Walter Hill directed the revenge thriller based on a script he co-wrote with Denis Hamill, which Saïd Ben Saïd produced along with Michel Merkt through SBS Productions.

It took Michelle Rodriguez four hours each day she wore male prosthetics and makeup. She chose for her character to have the largest penis available.

The soundtrack is by Giorgio Moroder. The end title theme is composed by Guns N' Roses keyboardist Melissa Reese.

==Release==
In May 2016, Saban Films acquired distribution rights to the film. It had its world premiere at the Toronto International Film Festival on September 11, 2016. It was released through video on demand on March 3, 2017, prior to opening in a limited release on April 7, 2017.

==Reception==
The Assignment received negative reviews from critics. It holds a rating of 33% on Rotten Tomatoes based on 63 reviews, with a weighted average of 4/10. The site's critical consensus reads, "The Assignments premise is bizarrely intriguing; unfortunately, it's also just one of many ingredients fumbled in a disappointing misfire from director Walter Hill." On Metacritic, the film holds a rating of 34 out of 100, based on 20 critics, indicating "generally unfavorable reviews".
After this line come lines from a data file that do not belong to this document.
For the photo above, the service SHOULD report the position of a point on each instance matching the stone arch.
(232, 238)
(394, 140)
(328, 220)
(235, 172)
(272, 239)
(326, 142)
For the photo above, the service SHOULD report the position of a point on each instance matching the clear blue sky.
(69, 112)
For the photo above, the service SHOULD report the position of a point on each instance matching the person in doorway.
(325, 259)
Todd McCarthy of The Hollywood Reporter gave the film a positive review, writing: "Hill's most entertaining and...accomplished film in some time", and "an instant cult item". Dennis Harvey of Variety gave the film a negative review, writing: "Gracelessly mashes together hardboiled crime-melodrama cliches and an unintentionally funny 'Oh no! I'm a chick now!!' gender-change narrative hook." Wendy Ide of Screen International also gave the film a negative review, writing: "Despite liberally quoting Shakespeare and Edgar Allan Poe, the screenplay is just not sharp enough to make the audience feel vindicated about dumbing down." Michelle Rodriguez won best actress from Verband der Deutschen Filmkritik, however.
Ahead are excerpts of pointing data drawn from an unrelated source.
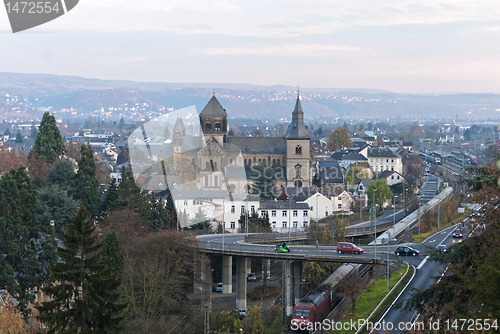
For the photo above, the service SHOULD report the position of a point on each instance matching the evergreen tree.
(33, 132)
(27, 247)
(48, 143)
(84, 298)
(86, 183)
(19, 137)
(111, 252)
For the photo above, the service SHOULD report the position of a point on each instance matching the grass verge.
(258, 293)
(371, 297)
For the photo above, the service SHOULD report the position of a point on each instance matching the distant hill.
(240, 100)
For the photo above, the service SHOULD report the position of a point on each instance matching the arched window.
(297, 171)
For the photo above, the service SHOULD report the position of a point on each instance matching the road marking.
(422, 263)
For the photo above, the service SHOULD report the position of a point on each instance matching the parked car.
(405, 250)
(348, 248)
(282, 248)
(441, 248)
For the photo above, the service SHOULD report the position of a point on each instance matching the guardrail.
(304, 253)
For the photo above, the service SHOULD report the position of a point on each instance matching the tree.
(48, 143)
(62, 173)
(264, 182)
(28, 247)
(86, 183)
(84, 296)
(339, 139)
(111, 252)
(382, 193)
(57, 204)
(19, 137)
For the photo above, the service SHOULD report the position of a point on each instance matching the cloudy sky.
(401, 46)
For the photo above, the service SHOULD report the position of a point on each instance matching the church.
(222, 162)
The transgender community was largely disappointed by the image of forced gender reassignment surgery and a boycott was created in response. The director Walter Hill responded by stating, "I wouldn't make a movie that hurt transgender people. Some of them have had a tough time of it, and the last thing I want to do is make anyone's road harder. But look, I understand the concern. Is it lurid? Yes. Is it lowbrow? Well, maybe. Is it offensive? No. I'm just trying to honor the B movies that we grew up with."